We headed for one of Kristy’s must-do events, the second John Barrowman panel. Due to the lateness of the photo session, we had to scamper to get in line. Well, we planned and wished to scamper, but once again, the massive crowd slowed our progress to a crawl. We walked almost an entire circuit of the outside of the downtown Marriott before locating the line end. Because of the line length, we were concerned about making it in and were convinced we would end up in an overflow room. The staff opened the entire ballroom to accommodate the numbers of people. We did have seats, but so far back that we couldn’t see the stage very well and had to watch the panel on a screen. While the Dragon staff seemed to be overwhelmed by the sheer numbers of people in attendance on Saturday, they did an excellent job seating panels. None of the panels we attended had the lines cut off. That panel may have been getting close because a staff member did come by and assign each person in line a number.

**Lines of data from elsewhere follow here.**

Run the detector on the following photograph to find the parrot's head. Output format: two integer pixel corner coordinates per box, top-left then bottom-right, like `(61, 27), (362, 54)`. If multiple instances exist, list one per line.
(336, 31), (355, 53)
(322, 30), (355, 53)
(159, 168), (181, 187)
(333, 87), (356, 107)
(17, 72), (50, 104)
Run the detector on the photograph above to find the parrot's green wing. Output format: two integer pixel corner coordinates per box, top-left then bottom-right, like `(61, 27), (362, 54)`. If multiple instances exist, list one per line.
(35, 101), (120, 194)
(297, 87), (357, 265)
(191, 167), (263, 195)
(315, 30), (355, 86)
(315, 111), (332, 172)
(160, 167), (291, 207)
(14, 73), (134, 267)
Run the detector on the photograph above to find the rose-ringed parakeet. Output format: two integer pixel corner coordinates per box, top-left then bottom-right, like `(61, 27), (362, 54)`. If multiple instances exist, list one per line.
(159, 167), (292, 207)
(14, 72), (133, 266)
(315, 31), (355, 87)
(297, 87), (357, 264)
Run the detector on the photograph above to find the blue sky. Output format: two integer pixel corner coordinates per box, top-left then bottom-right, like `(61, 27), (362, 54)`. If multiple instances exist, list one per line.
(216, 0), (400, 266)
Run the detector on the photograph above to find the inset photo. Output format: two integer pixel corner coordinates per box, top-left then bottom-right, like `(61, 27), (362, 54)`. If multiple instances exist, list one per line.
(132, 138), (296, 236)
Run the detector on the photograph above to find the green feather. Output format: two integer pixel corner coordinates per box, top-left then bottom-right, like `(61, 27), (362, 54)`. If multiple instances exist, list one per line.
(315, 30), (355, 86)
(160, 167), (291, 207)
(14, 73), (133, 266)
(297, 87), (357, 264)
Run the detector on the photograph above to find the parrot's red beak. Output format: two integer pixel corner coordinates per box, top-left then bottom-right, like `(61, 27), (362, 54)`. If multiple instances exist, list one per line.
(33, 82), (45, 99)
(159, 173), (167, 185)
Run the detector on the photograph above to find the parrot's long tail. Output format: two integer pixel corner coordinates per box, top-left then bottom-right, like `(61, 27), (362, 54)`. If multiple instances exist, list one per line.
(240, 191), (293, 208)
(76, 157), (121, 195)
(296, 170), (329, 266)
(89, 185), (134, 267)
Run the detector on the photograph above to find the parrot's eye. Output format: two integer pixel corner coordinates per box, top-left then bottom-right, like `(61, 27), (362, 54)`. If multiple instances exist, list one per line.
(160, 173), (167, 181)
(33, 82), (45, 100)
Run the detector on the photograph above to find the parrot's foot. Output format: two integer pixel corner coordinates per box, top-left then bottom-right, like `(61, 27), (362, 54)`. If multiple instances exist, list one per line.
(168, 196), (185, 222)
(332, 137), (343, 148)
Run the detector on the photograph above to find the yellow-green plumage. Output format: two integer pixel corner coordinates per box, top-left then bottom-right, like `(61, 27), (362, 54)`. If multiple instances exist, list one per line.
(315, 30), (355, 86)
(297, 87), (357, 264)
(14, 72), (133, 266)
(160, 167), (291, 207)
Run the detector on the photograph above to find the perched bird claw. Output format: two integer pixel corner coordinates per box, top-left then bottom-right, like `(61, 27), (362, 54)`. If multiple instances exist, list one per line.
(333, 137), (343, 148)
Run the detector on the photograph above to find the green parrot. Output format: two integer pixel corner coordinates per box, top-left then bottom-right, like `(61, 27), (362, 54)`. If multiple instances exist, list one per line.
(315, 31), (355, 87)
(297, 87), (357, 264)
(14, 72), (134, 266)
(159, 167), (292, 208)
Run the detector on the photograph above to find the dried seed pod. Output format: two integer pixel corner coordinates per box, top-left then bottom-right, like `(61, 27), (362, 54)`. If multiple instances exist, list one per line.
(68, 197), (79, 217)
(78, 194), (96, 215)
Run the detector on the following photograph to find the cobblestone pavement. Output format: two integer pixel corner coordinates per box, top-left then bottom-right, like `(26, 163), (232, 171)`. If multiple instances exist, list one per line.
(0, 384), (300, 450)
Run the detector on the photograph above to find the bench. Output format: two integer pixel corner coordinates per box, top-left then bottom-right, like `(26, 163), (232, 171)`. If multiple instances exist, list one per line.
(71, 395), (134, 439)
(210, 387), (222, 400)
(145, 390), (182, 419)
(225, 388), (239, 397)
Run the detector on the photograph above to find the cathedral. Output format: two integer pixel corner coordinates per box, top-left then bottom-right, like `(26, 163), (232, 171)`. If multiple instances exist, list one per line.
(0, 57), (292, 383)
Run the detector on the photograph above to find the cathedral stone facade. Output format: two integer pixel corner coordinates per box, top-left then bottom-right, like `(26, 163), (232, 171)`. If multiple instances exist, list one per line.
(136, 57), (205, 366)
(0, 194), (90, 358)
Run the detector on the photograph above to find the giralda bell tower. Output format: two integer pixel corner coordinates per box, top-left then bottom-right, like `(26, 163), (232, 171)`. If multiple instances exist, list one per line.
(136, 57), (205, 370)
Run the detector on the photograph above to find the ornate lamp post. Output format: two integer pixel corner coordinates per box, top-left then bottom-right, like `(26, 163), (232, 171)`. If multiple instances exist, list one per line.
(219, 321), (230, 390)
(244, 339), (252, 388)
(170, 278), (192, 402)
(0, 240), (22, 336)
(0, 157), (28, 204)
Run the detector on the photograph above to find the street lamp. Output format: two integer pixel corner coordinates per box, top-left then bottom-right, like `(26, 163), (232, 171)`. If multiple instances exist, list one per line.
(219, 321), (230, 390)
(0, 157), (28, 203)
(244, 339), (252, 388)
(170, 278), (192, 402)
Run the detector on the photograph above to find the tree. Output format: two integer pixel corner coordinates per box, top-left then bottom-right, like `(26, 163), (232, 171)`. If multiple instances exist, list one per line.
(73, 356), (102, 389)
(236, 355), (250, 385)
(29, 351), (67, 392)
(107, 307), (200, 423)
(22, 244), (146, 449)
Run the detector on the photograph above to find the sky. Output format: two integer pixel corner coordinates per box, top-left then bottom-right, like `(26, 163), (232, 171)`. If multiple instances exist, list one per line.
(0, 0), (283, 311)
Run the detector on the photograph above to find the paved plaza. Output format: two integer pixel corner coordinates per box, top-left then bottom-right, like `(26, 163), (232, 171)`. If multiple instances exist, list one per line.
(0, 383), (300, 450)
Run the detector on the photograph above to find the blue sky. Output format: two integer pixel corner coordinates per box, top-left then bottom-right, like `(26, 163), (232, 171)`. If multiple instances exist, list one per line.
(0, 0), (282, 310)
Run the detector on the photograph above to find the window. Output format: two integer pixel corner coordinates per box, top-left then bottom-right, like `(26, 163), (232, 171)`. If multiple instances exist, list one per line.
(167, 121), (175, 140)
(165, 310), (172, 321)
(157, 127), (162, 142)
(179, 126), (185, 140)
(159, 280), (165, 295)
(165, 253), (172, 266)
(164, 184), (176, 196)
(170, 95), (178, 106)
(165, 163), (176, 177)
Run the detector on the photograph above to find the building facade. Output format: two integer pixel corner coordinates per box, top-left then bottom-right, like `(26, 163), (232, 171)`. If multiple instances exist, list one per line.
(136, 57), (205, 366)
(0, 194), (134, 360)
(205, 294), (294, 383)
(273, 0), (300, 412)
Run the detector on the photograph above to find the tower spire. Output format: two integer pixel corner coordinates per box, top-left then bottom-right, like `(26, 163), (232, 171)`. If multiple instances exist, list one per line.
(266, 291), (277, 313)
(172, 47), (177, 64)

In the original schedule, it was the second Torchwood panel, but Kai Owen was called away, and it was changed to a John Barrowman solo panel. However, he convinced his partner, Scott, to be his special guest. Barrowman always makes it a priority to express his appreciation and gratitude to his fans, and it’s one of the constant themes of any panel. Highlights included his announcement that he would be a recurring cast member on Arrow, but wouldn’t give spoilers other than hinting his character wasn’t such a good guy. Early in his career, when he worked at a show in a theme park, his jealous understudy slipped him a laxative that took effect during a show. Once again, we found ourselves laughing to the point of tears through most of a panel. One question he was repeatedly asked was his favorite superhero, since he is a self-confessed comic book nerd. He avoided it for most of the panel, but he and Scott finally revealed the answer in a most interesting way. Both dropped their pants and revealed their favorite superheroes by their underwear. Barrowman: Superman. Scott: Batman. Hard to top that kind of ending.
At this point, our plans for Saturday were only at the halfway mark! As I mentioned before, it was a jam-packed day — our busiest day of the con. We needed a rest and some sustenance beyond our protein bar and nut snacks in our bags. Plus I needed energy to face my big moment of the day — the moment I would come face-to-face with and talk to Craig Parker. Several of our comrades wished to be witnesses to the moment. I’ve always prided myself on the ability to not act star-struck in front of a well-known actor, and I must confess, have mercilessly teased some of my friends who have succumbed. The time of my impending doom and fall to ordinary blushing, sweaty-palmed, giggling-like-a-teenager fan girl status rapidly approached.